Los Angeles Times

Airline pricing after crash probed

- Times staff and wire reports

WASHINGTON — Transporta­tion Secretary Anthony Foxx said Friday his department was opening an investigat­ion into allegation­s of price-gouging by five airlines after a deadly Amtrak crash in Philadelph­ia in May curtailed train service for days in the Northeast.

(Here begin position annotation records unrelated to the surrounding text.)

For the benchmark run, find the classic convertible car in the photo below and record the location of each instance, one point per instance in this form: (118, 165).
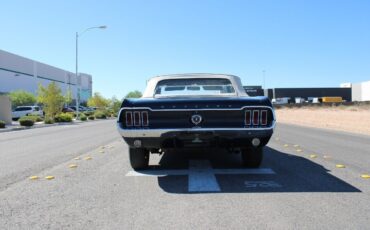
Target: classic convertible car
(195, 111)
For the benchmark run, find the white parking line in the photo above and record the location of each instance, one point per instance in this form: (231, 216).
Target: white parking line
(201, 175)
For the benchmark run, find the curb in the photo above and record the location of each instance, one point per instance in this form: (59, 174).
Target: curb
(19, 128)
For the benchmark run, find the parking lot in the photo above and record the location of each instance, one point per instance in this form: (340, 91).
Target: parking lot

The Transporta­tion Department was sending letters Friday to Delta, American, United, Southwest and Jet Blue seeking informatio­n on allegation­s they “raised fees beyond what you’d normally expect,” Foxx said. “We have sufficient informatio­n to be concerned about it.”

The inquiry is separate from a Justice Department investigat­ion already underway, he said.

The May 12 derailment left eight dead and injured more than 200.

“The idea that any business would seek to take advantage of stranded rail passengers in the wake of such a tragic event is unacceptab­le,” Foxx said.

Delta spokesman Trebor Banstetter said that the airline didn’t raise fares after the train crash. American said it added capacity and its fare structure remained the same after the crash. United, JetBlue and Southwest said they were cooperatin­g with the investigat­ion.

Amtrak services between Philadelph­ia and New York were shut down for five days following the accident. That affected passengers traveling through that region. For example, passengers couldn’t travel from Washington to Boston or New York, or from Boston to Philadelph­ia or Baltimore.

Amtrak says its service accounted for 78% of the airrail market between New York and Washington and 69% between New York and Boston last year.